Doubtless some ancient Greek has observed that behind the big mask and the speaking-trumpet, there must always be our poor little eyes peeping as usual and our timorous lips more or less under anxious control.
--- George Eliot, in Middlemarch
When I read this passage yesterday, I quickly thought of the big mask I bring to class each day, the one that says I’m supposedly a highly successful scholar and teacher, the one I wear because I don’t want students to guess what I’ve always suspected, that I’m as lost in the classroom as a small cloud in the widespread sky. I try my best to be a good teacher, but the truth is that I have only the tiniest idea of what that really means. I make up disciplined lessons, I look like a teacher with my tidy bow ties and shined shoes, and I speak like a bookish sage, but behind “the speaking-trumpet” is a man who can’t make out the mystery of this moment, much less the mystery of how to teach teenagers. I don’t mean to disproportionately demean myself. I know that I know as much as most teachers; it’s just that that’s about as small as a speck of sand on the shores of the oceans.
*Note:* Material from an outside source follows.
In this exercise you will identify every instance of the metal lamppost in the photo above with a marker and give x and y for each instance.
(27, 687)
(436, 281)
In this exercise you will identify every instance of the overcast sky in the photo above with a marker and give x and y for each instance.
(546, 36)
Trying to teach human beings, to me, is as mysterious a process as prying open the mystery of why any of us are here in the first place. I might as well try to work out the math of why so many stars shine above us each night as try to tell how much real wisdom a student has gained by being in my class for 48 minutes. Like all of us, and like all of Eliot’s characters, I carry costumes around with me to make myself appear smart and skilled, but all the while I wonder whether my students, in their youthful, secret ways, know at least as much as I do about this stirring universe we share.